Signe d'une revanche envisagée ou d'une nostalgie mal avisée? Le régime fasciste italien fit imprimer cette affiche de propagande dans les jours suivant la perte de l'Afrique en 1943. On y voit un soldat italien posé devant les cadavres de ses camarades avec cet avertissement: "Nous reviendrons!". Un subtil message à l'intention des Britanniques.

Lorsque la Sicile tomba en septembre 1943, Mussolini fut chassé du pouvoir et le nouveau gouvernement italien s’empressa de signer la paix avec les Alliés. Pendant 39 mois, l’Italie contesta la domination britannique en Méditerranée, mais tandis que l’Allemagne fournit à contrecœur une assistance, les Alliés firent de ce théâtre d’opérations une priorité en 1942-1943, par l’injection des ressources nécessaires. Ceux-ci comprirent l’importance de tenir Gibraltar et Suez, tout en attirant un maximum de soldats de l’Axe sur ce front que l’Allemagne jugea a priori comme secondaire. D’autre part, l’Allemagne répondit au changement de camp de l’Italie par le déploiement de 29 divisions dans la botte et sur le front balkanique afin de parer un éventuel débarquement allié, tout en « punissant » l’ancien partenaire. À ce sujet, notons que les Italiens perdirent 18,000 hommes en combattant les Allemands pour la seule année de 1943.

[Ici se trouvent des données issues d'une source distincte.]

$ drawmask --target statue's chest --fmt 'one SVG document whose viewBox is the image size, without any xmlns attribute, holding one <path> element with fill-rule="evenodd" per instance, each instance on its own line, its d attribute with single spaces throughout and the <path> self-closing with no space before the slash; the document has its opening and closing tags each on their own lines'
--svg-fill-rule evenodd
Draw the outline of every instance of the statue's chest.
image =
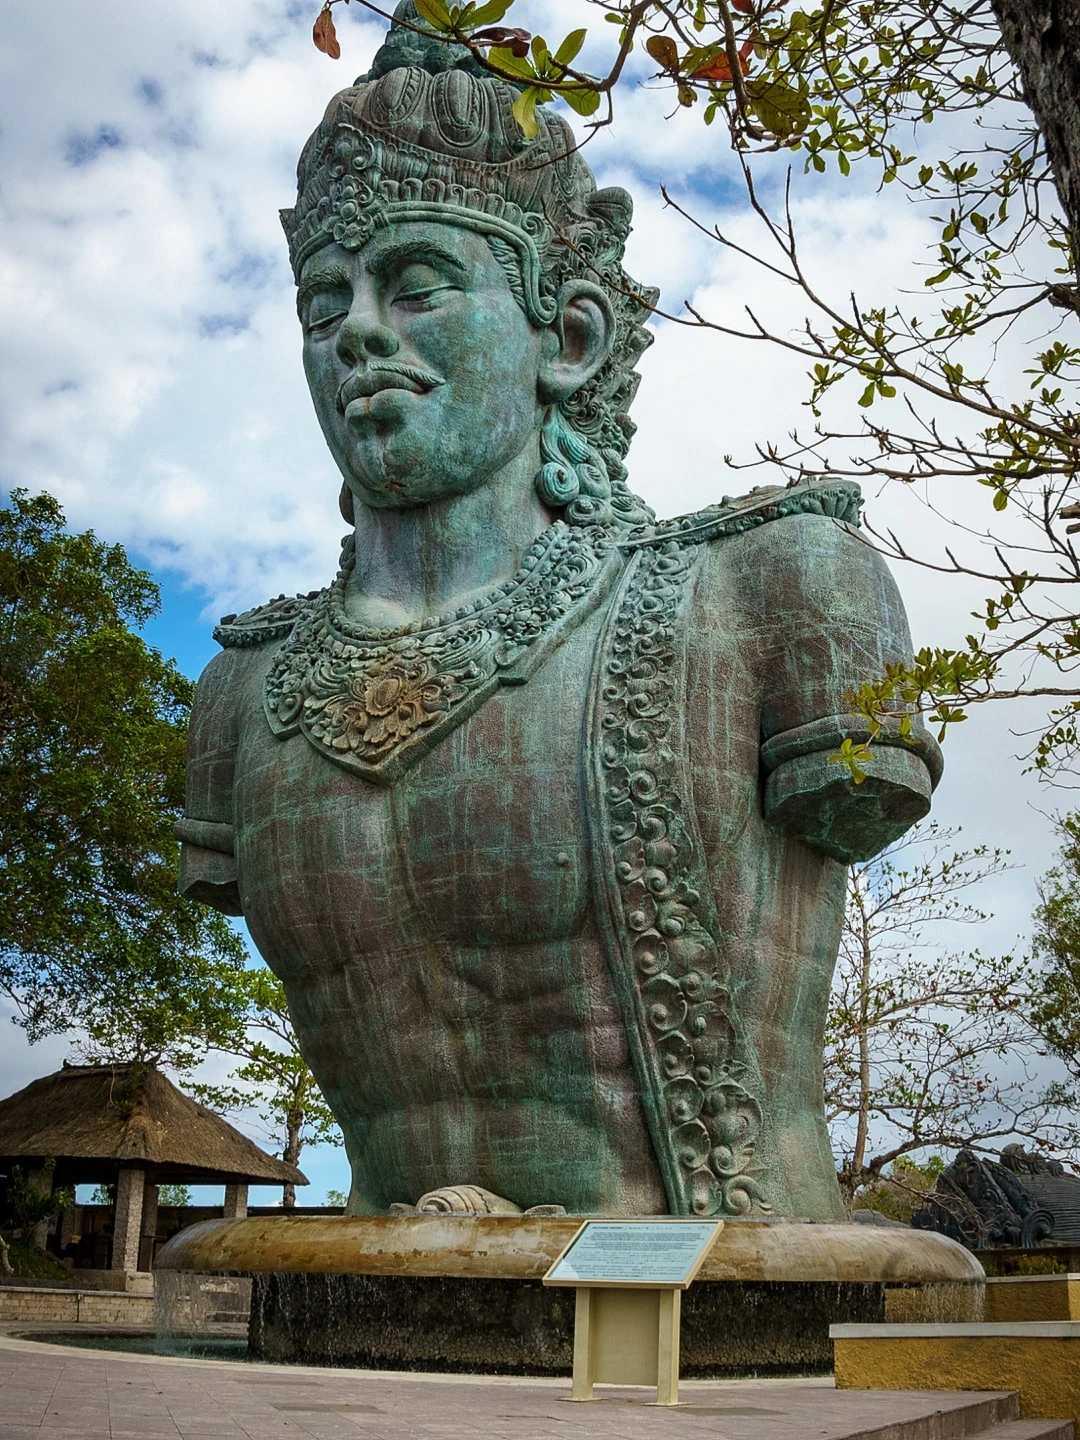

Les Britanniques débarquèrent donc à Reggio di Calabria le 3 septembre et les Américains à Salerne, d’où ils purent avancer vers le nord pour prendre Naples le 2 octobre, sans opposition. Le maréchal allemand Albert Kesserling arrêta l’offensive alliée sur la Ligne Gustav de novembre 1943 à mai 1944. Lorsque les Américains tentèrent de briser l’impasse en débarquant des troupes à Anzio en janvier (1944), les Allemands purent les contenir en les coinçant dans une poche, voire une petite tête de pont jusqu’en mai. D’autres attaques lancées contre la Ligne Gustav réussirent finalement à percer dans les secteurs de la rivière Rapido et de Monte Cassino en mai, ce qui amena la libération de Rome au début du mois suivant.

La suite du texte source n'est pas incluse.